David Leonhardt writes a fascinating piece in today's Times, detailing the many year philosophical battle waged between American conservatives and American progressives. In this particular example he uses the health care debate as his centerpiece.
I appreciate how important laissez-faire has been in America's development, but I'm amazed at that camps utter opposition to any "big picture change". Social Security, overtime, integration, civil rights-- all bad according to my right-wing friends. Ronald Reagan led the charge against Medicare. It's kind of funny now looking back at his arguements againt the program--- oh my "socialized medicine." We are going to have trouble paying for many of these "progressive" ideas as we move on, but that is a totally different conversation.
The federal income tax, a senator from New York said a century ago, might mean the end of “our distinctively American experiment of individual freedom.” Social Security was actually a plan “to Sovietize America,” a previous head of the Chamber of Commerce said in 1935. The minimum wage and mandated overtime pay were steps “in the direction of Communism, Bolshevism, fascism and Nazism,” the National Association of Manufacturers charged in 1938.

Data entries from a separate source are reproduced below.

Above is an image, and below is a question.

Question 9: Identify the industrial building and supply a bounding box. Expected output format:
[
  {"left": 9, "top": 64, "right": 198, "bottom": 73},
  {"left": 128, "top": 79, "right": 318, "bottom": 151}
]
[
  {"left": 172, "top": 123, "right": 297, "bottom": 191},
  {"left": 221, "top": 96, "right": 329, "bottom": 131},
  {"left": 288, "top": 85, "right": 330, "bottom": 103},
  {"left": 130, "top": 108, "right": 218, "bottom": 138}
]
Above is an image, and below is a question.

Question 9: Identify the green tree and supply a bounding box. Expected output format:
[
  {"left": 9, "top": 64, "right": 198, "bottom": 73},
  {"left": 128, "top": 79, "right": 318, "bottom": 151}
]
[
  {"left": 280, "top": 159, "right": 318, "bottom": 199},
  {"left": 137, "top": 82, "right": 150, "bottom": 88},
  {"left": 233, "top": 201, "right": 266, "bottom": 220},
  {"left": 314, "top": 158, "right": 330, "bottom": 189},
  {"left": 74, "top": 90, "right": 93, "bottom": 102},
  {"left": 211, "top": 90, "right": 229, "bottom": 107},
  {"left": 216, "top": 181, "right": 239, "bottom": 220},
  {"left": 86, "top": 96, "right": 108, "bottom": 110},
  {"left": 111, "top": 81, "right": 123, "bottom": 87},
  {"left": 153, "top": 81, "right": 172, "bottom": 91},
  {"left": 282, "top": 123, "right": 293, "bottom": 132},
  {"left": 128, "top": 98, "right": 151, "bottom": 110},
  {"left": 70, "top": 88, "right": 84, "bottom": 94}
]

After Brown v. Board of Education outlawed school segregation in 1954, 101 members of Congress signed a statement calling the ruling an instance of “naked judicial power” that would sow “chaos and confusion” and diminish American greatness. A decade later, The Wall Street Journal editorial board described civil rights marchers as “asking for trouble” and civil rights laws as being on “the outer edge of constitutionality, if not more.”